Passam o tempo a dizer-nos para mudarmos os nossos comportamentos, mas em nenhum momento se interroga se é possível modificar os fundamentos que os motivam. Ninguém diz que não existe um problema ambiental urgente. Pelo contrário. Ele é capaz de ser mais sério do que pensamos. E é por isso que não podemos adiá-lo, assistindo ao seu afastamento do terreno das soluções políticas onde deve ser equacionado.
Seria bom clarificar. Até porque hoje em dia sempre que certas práticas de produção e consumo são postas em causa, os enunciadores do liberal-capitalismo não só se defendem, como se apropriam e constroem a sua própria visão alternativa do tema.
E o que nos transmitem? Dizem-nos que não temos de prescindir ou de corrigir nada de muito profundo, sendo possível criar equilíbrio entre crescimento económico infindável, preservação do meio ambiente e justiça social.

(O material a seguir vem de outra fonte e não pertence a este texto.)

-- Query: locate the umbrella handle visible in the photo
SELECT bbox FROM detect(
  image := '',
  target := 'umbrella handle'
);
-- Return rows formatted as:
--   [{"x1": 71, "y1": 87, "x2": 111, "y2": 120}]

Ou seja, dizem-nos que nenhuma mudança dolorosa é necessária desde que exista progresso sustentável, consumo ambientalmente correcto e partilha de responsabilidades. Uma retórica que convence muita gente.

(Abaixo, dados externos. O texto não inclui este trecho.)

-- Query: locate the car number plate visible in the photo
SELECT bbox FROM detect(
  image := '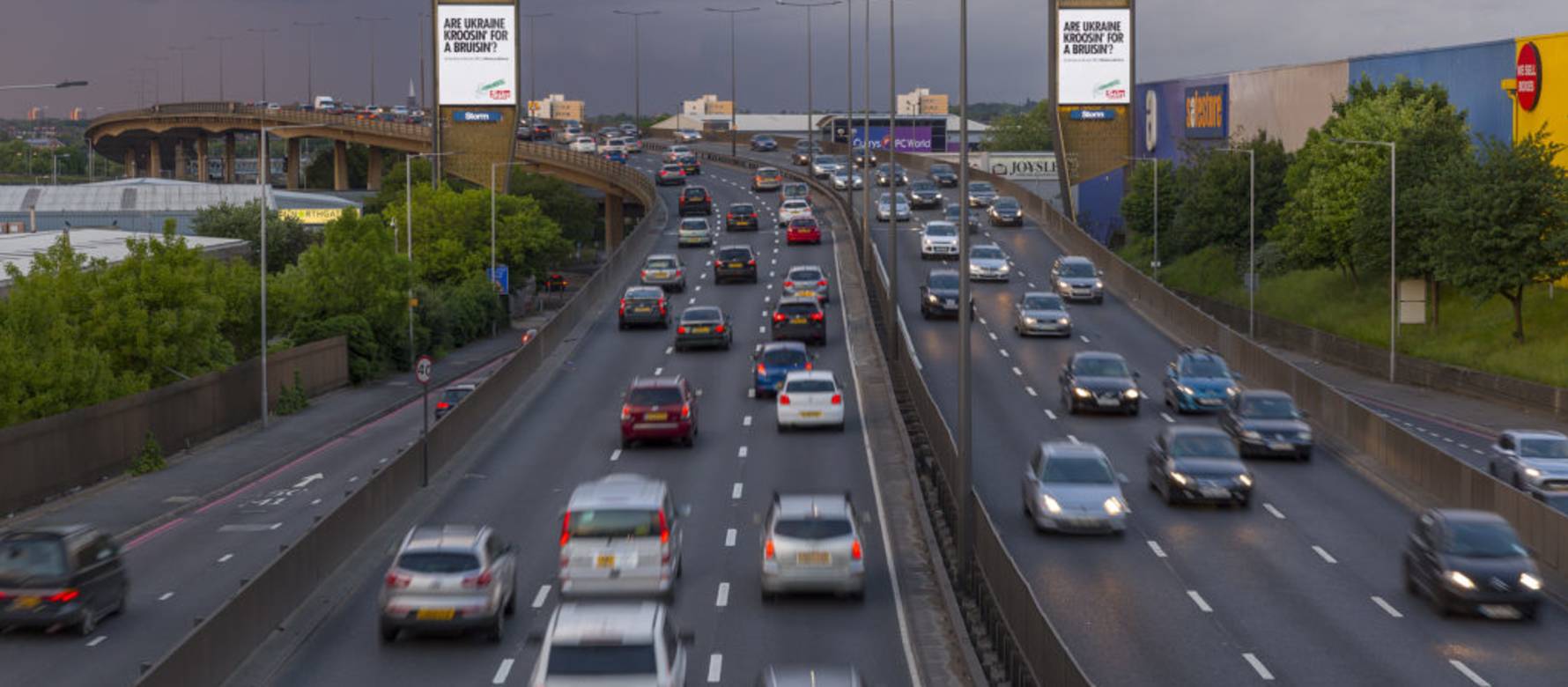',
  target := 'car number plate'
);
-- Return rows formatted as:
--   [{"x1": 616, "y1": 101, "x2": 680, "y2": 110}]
[
  {"x1": 414, "y1": 609, "x2": 458, "y2": 619},
  {"x1": 795, "y1": 550, "x2": 832, "y2": 565}
]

Mas que mantém tudo na mesma, porque estamos sempre a agir sobre as consequências e não sobre as causas. Actuar sobre as causas implica desmontar a duplicidade de um sistema que, com uma mão, acumula e centraliza capital, contribuindo para a destruição do planeta, e com a outra aconselha um estilo de vida ecológico que está apenas ao alcance de um minoria e que acaba por assentar nos mesmos alicerces do que supostamente se pretende combater, inculpando de caminho a grande massa dos restantes, solicitando-lhes que assumam as suas responsabilidades, distraindo-nos do verdadeiro foco do problema.
Não sou eu que o digo. Há cada vez mais vozes a formular que para estabelecermos um novo modo de interacção com as questões ambientais é necessário uma profunda mudança politica e económica e uma cooperação supranacional de forma a protegermos os bens comuns naturais e culturais. É aí que a verdadeira mutação se poderá desencadear. Quando digo isto aos meus amigos do ambiente chamam-me idealista. Eu respondo-lhes que sonhadores são eles porque com o seu estilo de vida limitam-se a alimentar o que é preciso interrogar, iludidos de que estão a contribuir para a mudança. É preciso pensar mais além.